Uh-huh. And my name was Cleopatra. ‘So where is he now?’ I said.

‘Neapolis. Brindisi. Capua, perhaps. He may even have taken a ship from Ostia or Puteoli and gone abroad. In any event he told me at our last…meeting that he was leaving Rome. Where he chose to go when he left my employ was none of my concern, and I certainly didn’t bother to ask.’ Carsidius had picked up a stylus from the desk. ‘Now. This interview is at an end. I would ask you not to trouble me again.’

I stood up and set the wine-cup down carefully. ‘Fair enough,’ I said. ‘Thanks for your time.’

I was heading for the door when he said: ‘Corvinus!’

I turned. ‘Yeah?’

He was sitting with a face like one of the portrait busts. ‘I’ve always been a faithful servant of the emperor. I’ve done my duty, however unpleasant I’ve found it personally. I want you to remember that.’

‘Bully for you,’ I said.

I opened the door, and left.

One minor point, and it didn’t strike me until I was out in the street and beginning to cool down. When Carsidius had taken his oath, he’d used the word ‘killing’ apropos of Sextus Papinius; not ‘death’ but ‘killing’. Yeah, sure, I’d introduced the idea of murder myself, but only as a theory, and it wasn’t a theory that Carsidius — ipso facto — would be exactly ready to entertain. So why had he done it?

Shit, it was probably nothing, just my hypertrophied imagination kicking in again. All the same, it was interesting.

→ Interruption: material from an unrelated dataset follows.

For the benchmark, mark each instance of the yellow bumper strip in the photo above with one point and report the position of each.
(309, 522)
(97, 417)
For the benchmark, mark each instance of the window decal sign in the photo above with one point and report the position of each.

So what did I make of that?

I thought it over as I walked back down towards the Caelian. The guy had played absolutely true to form. I’d rubbed shoulders — reluctantly for the most part — with broad-stripers all my life, and Carsidius was right-down-the-middle typical: ego the size of the Capitol, touchy as hell where his honour was concerned — at least, as far as the part of it other people saw went — and fully prepared to lie through his teeth while at the same time damning your eyes for daring to question his veracity. The smart-as-paint Greeks, who can be cynically accurate buggers when they like, take their word for reputation — doxa — from the verb ‘to seem’, which is spot-on. With these bastards, appearances are everything, and to hell with the muckier reality. Papinius Allenius had been dead right when he’d bracketed Carsidius with Arruntius: they were a pair and no mistake, both in the bad and the good. Ignore the veneer of Roman honestas , which is a con in any case, think in terms of Greek doxa and you won’t go far wrong. For all Carsidius’s air of outraged rectitude I wouldn’t trust the guy an inch.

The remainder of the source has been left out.